Can cats help with antibiotic-resistant bacteria?

The over-use of antibiotic drugs has led to the evolution of so-called 'superbugsp such as a type of staph infection called MRSA (Methicillin-resistant Staphylococcus aureus). This infectious bacterium can cause problems if it infects the lungs or bloodstream, because it is so hard to treat.

It has been estimated that almost 2% of people have MRSA on their skin, but this does not often cause problems because the human skin and gut are colonized by hundreds of different species of bacteria and these act as a barrier that prevent harmful bacteria from establishing a foothold or entering the body.

Other animals, including cats, have the same type of bacterial protection. Cats have the same problem with staph infection as humans and they also have to battle with an antibiotic-resistant strain. With cats this strain is Staphylococcus pseudintermedius or MRSP. Like MRSA in humans, the MRSP bacterium is widespread, in fact even more so, since about 50% of cats and dogs have it. With our pets the problem is often seen in the form of stubbornly persistent skin or ear infections. However, despite the fact that the bacterium is so prevalent in cats, they get MRSP infections less often than humans get MRSA. Why is that?

It seems that the answer lies in the cat's natural defences. Scientists from the University of California San Diego School of Medicine have recently shown that one of the other skin bacterial species found on cats is particularly good at repelling antibiotic-resistant Staphylococcus pseudintermedius.

Richard Gallo (Professor and chair of the Department of Dermatology at UC San Diego School of Medicine) and his colleagues carried out a series of experiments to determine what makes healthy cats resistant to MRSP. They grew S. pseudintermedius in the laboratory in the presence of bacteria collected from healthy cats and dogs.
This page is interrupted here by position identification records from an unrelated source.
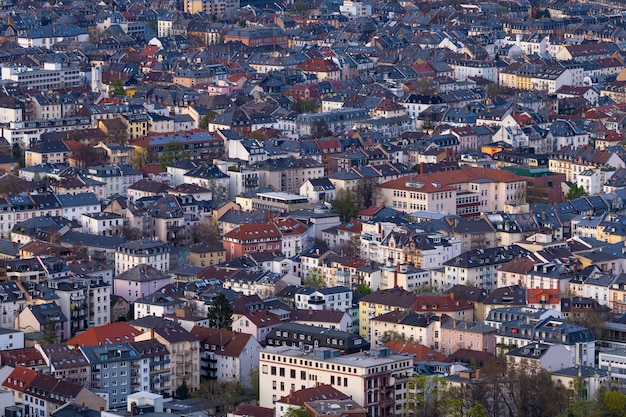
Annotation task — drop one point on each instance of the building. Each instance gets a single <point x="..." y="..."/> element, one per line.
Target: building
<point x="381" y="302"/>
<point x="227" y="356"/>
<point x="339" y="298"/>
<point x="139" y="281"/>
<point x="184" y="350"/>
<point x="114" y="370"/>
<point x="303" y="336"/>
<point x="252" y="238"/>
<point x="408" y="326"/>
<point x="462" y="334"/>
<point x="376" y="380"/>
<point x="205" y="254"/>
<point x="465" y="192"/>
<point x="142" y="252"/>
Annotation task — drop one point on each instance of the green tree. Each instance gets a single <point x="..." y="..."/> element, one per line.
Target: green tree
<point x="206" y="119"/>
<point x="18" y="154"/>
<point x="172" y="152"/>
<point x="614" y="404"/>
<point x="140" y="157"/>
<point x="205" y="232"/>
<point x="300" y="8"/>
<point x="345" y="205"/>
<point x="49" y="334"/>
<point x="254" y="381"/>
<point x="575" y="192"/>
<point x="296" y="412"/>
<point x="220" y="314"/>
<point x="363" y="288"/>
<point x="117" y="88"/>
<point x="182" y="392"/>
<point x="315" y="278"/>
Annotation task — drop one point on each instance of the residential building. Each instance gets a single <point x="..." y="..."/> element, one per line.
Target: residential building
<point x="142" y="252"/>
<point x="138" y="281"/>
<point x="184" y="351"/>
<point x="375" y="381"/>
<point x="227" y="356"/>
<point x="333" y="298"/>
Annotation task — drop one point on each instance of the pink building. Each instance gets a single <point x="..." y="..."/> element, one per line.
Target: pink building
<point x="140" y="281"/>
<point x="460" y="334"/>
<point x="260" y="323"/>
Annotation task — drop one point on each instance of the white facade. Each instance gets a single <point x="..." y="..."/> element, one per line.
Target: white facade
<point x="290" y="369"/>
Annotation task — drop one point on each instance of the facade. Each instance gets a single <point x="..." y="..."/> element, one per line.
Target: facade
<point x="184" y="351"/>
<point x="142" y="252"/>
<point x="376" y="381"/>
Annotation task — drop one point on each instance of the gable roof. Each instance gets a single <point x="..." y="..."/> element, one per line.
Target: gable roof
<point x="106" y="334"/>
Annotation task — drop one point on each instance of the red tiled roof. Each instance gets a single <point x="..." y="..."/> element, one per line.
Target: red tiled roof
<point x="459" y="176"/>
<point x="109" y="333"/>
<point x="252" y="410"/>
<point x="541" y="295"/>
<point x="319" y="392"/>
<point x="20" y="379"/>
<point x="233" y="343"/>
<point x="422" y="353"/>
<point x="254" y="231"/>
<point x="440" y="303"/>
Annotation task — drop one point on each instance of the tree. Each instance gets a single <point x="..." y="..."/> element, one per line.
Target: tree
<point x="320" y="129"/>
<point x="303" y="105"/>
<point x="614" y="404"/>
<point x="206" y="119"/>
<point x="85" y="156"/>
<point x="131" y="233"/>
<point x="18" y="154"/>
<point x="575" y="192"/>
<point x="205" y="232"/>
<point x="296" y="412"/>
<point x="390" y="335"/>
<point x="220" y="314"/>
<point x="49" y="333"/>
<point x="315" y="278"/>
<point x="254" y="381"/>
<point x="172" y="152"/>
<point x="117" y="88"/>
<point x="426" y="86"/>
<point x="300" y="8"/>
<point x="345" y="205"/>
<point x="427" y="396"/>
<point x="363" y="289"/>
<point x="153" y="24"/>
<point x="182" y="392"/>
<point x="140" y="157"/>
<point x="218" y="396"/>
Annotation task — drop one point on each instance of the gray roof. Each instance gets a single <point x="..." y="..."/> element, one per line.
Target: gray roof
<point x="79" y="199"/>
<point x="142" y="273"/>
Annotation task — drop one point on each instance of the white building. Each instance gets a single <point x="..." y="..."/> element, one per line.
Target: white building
<point x="375" y="380"/>
<point x="338" y="298"/>
<point x="102" y="224"/>
<point x="142" y="252"/>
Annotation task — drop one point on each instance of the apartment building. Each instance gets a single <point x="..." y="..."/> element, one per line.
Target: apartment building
<point x="376" y="379"/>
<point x="465" y="192"/>
<point x="184" y="349"/>
<point x="142" y="252"/>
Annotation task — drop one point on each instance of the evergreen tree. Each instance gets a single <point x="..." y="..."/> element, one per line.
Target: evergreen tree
<point x="221" y="313"/>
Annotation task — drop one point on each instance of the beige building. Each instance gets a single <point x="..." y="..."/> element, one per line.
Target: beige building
<point x="184" y="351"/>
<point x="408" y="326"/>
<point x="465" y="192"/>
<point x="204" y="254"/>
<point x="375" y="380"/>
<point x="142" y="252"/>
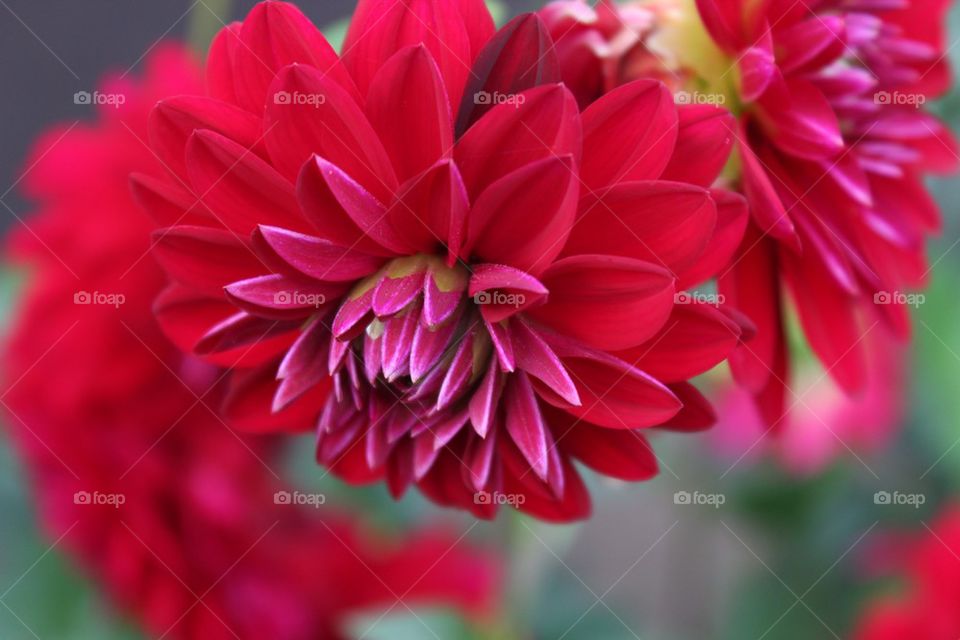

They found that bacteria extracted from healthy animals produced something that inhibited the growth of S. pseudintermedius, and indeed killed many of the MRSP bacteria.

"Our health absolutely depends on these 'good' bacteria," said Gallo. "They rely on our healthy skin to live, and in return some of them protect us from 'bad' bacteria. But if we get sick, 'bad' bacteria can take advantage of our weakened defenses and cause infection."

The researchers then screened a collection of diverse staphylococcus species from 26 domestic dogs and cats to find which ones worked best against MRSP. They found that one bacterium in particular, known as S. felis, was very good at inhibiting the growth of MRSP. This unique strain (S. felis C4) inhibited not only MRSP, but also many other bacterial pathogens. Further analysis showed that S. felis C4 secretes chemicals that inhibit the growth of several drug-resistant pathogens by disrupting the cell membrane and inhibiting its functions. Although S. felis is a common bacteria found in the skin of cats, it hadn't been much studied.

Once the scientists had determined the effectiveness of S. felis in petri dishes, they wanted to see if S. felis could also provide protection to live animals, (an approach known as bacteriotherapy). Bacteriotherapy is the intentional use of bacteria or bacterial products to treat illness. This approach has been previously used with different bacteria, particularly the use of probiotics and fecal matter transplants.

In this case the team exposed mice to the most common form of MRSP and then added either S. felis or its bacterial extract to the same site on the mouse's skin. The skin of treated animals showed a reduction in scaling and redness when compared with animals that had no treatment. There were also fewer MRSP bacteria left on the mouse skin after treatment with S. felis C4.

"The potency of this species is extreme," said Gallo. "It is strongly capable of killing pathogens, in part because it attacks them from many sides - a strategy known as 'polypharmacy.' This makes it particularly attractive as a therapeutic."

So what's next? Gallo and his colleagues want to start a clinical trial to confirm whether S. felis can be used to treat MRSP infections in dogs. MRSP is an important emerging zoonotic pathogen (zoonotic pathogens can infect different species including humans) that causes severe skin infections, not only in cats and dogs but also in rare cases in humans. There is no specific treatment available at present.

Journal Reference:
Alan M O'Neill, Kate A Worthing, Nikhil Kulkarni, Fengwu Li, Teruaki Nakatsuji, Dominic McGrosso, Robert H Mills, Gayathri Kalla, Joyce Y Cheng, Jacqueline M Norris, Kit Pogliano, Joe Pogliano, David J Gonzalez, Richard L Gallo. Antimicrobials from a feline commensal bacterium inhibit skin infection by drug-resistant S. pseudintermedius. eLife (2021); article

Note: This information is for guidance only. It is not intended to replace consultation with a licensed veterynary practitioner.